The family's CK Asset Holdings Ltd unit agreed to pay £2.7 billion (S$4.54 billion) for Greene King plc, which operates more than 2,700 British bars, restaurants and hotels, the Hong Kong-based company said in a statement Monday. The offer is equal to 850 pence a share, a premium of about 51 per cent to Greene King's closing price on Friday.

CK Asset said "pubs will continue to be an important part of British culture and the eating and drinking out market". The conglomerate's expansion in UK pubs signals confidence that turmoil around the country's plan to exit the European Union won't sink the economy, even as it erodes the price of the country's currency and assets.

"If not for Brexit, the price would have been different," said Jonas Kan, head of Hong Kong research at Daiwa Capital Markets. The deal fits the company's strategy to boost rental income, he said.

Greene King had lost more than one-third of its market value over the past four years prior to news of the deal, while the pound has depreciated about 18 per cent against the Hong Kong dollar since the June 2016 Brexit referendum.

The investment should generate reliable cash flow, Mr Kan said.

Greene King has an established position as well as attractive real estate assets and a resilient financial profile, CK Asset said in the statement.

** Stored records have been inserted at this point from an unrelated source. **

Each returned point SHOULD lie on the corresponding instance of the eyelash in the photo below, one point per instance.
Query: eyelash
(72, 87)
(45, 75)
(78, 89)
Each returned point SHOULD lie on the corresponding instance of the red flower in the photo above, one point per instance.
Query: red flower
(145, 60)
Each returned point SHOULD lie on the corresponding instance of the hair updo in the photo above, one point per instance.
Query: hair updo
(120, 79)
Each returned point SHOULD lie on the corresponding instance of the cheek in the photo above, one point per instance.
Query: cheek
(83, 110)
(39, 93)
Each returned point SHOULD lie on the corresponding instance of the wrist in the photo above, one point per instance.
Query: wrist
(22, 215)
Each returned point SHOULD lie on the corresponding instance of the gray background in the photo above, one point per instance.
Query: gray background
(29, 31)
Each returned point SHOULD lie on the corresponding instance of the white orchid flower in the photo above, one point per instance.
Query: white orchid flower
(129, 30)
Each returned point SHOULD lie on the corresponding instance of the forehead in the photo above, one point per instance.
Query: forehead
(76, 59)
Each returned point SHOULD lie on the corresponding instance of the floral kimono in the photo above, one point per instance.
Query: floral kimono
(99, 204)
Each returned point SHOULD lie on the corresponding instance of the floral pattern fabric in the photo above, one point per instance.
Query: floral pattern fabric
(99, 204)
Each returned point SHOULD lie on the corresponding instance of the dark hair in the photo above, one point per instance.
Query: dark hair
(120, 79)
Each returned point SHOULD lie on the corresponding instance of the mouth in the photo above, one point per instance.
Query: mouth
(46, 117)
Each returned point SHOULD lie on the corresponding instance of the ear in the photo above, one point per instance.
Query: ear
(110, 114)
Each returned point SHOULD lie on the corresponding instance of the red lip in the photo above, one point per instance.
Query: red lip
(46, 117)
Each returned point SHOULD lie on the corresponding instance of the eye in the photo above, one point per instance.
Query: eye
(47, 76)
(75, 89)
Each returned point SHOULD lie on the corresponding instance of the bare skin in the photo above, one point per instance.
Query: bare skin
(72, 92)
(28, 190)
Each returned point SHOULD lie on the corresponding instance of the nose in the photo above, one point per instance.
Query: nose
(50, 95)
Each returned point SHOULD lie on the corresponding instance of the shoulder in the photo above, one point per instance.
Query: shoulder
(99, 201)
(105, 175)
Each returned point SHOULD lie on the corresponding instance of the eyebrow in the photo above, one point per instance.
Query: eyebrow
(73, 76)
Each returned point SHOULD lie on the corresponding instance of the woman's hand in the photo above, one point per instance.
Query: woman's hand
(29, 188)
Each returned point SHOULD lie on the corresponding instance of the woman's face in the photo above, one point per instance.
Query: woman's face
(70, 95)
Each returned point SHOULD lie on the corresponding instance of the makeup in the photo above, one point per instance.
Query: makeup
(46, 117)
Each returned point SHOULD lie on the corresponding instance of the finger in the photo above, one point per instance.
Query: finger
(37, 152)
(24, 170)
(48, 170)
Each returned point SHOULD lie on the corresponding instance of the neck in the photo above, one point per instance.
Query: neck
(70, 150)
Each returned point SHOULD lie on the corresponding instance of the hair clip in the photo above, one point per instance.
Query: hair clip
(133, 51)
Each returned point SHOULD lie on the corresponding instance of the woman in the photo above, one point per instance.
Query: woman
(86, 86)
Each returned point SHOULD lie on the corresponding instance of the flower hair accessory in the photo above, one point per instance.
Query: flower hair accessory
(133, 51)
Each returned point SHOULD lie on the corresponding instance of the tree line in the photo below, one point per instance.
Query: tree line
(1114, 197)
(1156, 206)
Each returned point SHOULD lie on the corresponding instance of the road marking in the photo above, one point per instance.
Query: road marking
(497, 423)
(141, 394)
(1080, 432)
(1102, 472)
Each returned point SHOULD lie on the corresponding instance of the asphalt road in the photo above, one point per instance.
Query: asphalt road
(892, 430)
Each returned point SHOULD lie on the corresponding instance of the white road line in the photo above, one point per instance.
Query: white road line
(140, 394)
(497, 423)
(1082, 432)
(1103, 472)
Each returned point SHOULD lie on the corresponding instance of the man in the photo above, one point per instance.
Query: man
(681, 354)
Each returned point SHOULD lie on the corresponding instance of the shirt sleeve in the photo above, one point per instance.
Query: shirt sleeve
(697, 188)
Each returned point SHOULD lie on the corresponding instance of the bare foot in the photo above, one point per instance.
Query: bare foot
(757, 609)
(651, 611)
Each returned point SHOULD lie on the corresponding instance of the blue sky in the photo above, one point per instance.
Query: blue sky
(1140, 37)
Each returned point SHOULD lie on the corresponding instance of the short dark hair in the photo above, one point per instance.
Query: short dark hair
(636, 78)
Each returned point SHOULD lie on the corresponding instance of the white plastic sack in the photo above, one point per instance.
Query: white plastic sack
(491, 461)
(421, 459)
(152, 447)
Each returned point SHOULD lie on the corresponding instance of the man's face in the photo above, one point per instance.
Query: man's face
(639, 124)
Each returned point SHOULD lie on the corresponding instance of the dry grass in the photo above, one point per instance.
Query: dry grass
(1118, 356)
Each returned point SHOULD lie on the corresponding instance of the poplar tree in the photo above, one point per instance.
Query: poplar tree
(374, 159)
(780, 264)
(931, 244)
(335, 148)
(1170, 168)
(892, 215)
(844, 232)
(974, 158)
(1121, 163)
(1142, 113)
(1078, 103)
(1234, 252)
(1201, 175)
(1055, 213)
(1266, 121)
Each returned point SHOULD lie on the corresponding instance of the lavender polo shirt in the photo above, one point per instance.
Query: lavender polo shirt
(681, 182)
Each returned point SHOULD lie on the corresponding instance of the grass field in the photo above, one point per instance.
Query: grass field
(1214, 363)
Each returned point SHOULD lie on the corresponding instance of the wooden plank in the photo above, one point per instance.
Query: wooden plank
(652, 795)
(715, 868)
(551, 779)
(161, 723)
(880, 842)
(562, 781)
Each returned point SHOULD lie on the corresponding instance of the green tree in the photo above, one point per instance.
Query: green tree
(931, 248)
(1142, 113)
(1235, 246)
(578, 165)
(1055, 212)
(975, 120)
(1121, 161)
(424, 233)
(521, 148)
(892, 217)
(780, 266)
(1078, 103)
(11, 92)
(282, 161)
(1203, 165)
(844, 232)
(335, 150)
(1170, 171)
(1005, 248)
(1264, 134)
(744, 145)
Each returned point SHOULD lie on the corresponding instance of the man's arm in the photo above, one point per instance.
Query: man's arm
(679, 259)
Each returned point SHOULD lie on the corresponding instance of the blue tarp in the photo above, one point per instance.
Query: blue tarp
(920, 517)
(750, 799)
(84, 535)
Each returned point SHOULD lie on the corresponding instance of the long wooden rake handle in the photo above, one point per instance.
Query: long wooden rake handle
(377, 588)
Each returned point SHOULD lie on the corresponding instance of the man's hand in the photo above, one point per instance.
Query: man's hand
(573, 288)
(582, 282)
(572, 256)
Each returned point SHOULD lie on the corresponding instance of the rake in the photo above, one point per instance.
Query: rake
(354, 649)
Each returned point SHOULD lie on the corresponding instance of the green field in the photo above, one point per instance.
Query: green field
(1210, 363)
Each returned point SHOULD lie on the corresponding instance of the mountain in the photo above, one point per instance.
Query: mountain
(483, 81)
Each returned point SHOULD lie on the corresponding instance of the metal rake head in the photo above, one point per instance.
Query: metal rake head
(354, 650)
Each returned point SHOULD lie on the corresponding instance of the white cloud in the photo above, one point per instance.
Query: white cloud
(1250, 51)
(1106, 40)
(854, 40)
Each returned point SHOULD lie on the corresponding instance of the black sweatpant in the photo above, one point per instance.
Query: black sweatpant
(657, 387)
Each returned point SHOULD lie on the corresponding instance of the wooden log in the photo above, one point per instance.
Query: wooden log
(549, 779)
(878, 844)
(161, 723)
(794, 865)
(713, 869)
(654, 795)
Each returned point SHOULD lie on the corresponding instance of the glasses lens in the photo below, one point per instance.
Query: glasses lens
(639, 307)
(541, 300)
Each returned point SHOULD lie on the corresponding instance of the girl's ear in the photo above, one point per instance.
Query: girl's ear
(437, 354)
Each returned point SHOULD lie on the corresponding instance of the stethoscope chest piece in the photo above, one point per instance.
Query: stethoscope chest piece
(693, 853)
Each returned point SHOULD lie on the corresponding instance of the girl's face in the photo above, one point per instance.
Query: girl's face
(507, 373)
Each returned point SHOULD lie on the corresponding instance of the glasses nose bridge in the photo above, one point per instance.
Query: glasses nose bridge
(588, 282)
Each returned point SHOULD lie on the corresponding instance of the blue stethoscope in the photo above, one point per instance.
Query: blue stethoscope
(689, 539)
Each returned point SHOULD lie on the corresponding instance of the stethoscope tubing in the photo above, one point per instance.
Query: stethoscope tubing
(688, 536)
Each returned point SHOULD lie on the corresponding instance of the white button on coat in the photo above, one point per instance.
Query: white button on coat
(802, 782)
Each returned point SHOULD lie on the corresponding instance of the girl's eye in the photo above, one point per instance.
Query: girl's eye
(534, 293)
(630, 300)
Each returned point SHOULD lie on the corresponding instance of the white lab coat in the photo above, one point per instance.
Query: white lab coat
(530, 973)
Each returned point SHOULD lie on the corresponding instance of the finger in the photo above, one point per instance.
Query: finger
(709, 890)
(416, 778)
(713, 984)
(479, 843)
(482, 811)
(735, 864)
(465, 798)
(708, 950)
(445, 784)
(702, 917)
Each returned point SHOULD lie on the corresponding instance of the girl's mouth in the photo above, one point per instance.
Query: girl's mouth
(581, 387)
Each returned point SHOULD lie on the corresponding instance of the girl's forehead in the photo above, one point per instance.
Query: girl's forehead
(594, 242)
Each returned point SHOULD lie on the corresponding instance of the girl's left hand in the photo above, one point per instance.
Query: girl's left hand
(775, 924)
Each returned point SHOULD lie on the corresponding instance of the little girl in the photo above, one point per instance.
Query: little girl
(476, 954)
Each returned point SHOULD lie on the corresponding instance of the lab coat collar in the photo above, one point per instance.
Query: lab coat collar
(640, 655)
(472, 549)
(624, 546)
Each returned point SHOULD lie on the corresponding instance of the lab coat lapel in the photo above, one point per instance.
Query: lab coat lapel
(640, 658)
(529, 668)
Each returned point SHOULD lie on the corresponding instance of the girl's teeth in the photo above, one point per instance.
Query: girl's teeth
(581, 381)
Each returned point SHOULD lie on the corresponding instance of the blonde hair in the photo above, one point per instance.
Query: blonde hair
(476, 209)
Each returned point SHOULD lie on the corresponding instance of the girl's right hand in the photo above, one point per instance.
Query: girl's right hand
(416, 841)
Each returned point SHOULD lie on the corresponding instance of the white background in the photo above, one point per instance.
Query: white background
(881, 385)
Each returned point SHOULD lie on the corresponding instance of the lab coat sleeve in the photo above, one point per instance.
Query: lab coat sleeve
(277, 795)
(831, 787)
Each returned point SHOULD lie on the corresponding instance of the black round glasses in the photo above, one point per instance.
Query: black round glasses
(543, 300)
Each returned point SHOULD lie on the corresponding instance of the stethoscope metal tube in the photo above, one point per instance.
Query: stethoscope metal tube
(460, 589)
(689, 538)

The acquisition also comes as months of protests have rattled markets in Hong Kong. Mr Li Ka-shing, who has called for calm in newspaper ads, had already been diversifying away from real estate in the city in recent years. His main company, CK Hutchison Holdings Ltd, generates more than half of its earnings from Europe.

Mr Victor Li has also been shopping outside Hong Kong, said Shaun Tan, an analyst at UOB Kay Hian in Hong Kong.

The Hong Kong group has been looking into "giant acquisitions overseas" for more than a year, said Mr Tan. The deal shows CK Asset remains confident in the UK economy despite the risks of Brexit, he said.

The Greene King purchase is the group's biggest bet since the US$5.6 billion purchase of Australian power provider Duet Group in 2017, the last big acquisition completed before Mr Li Ka-shing handed the reins to his son in May 2018.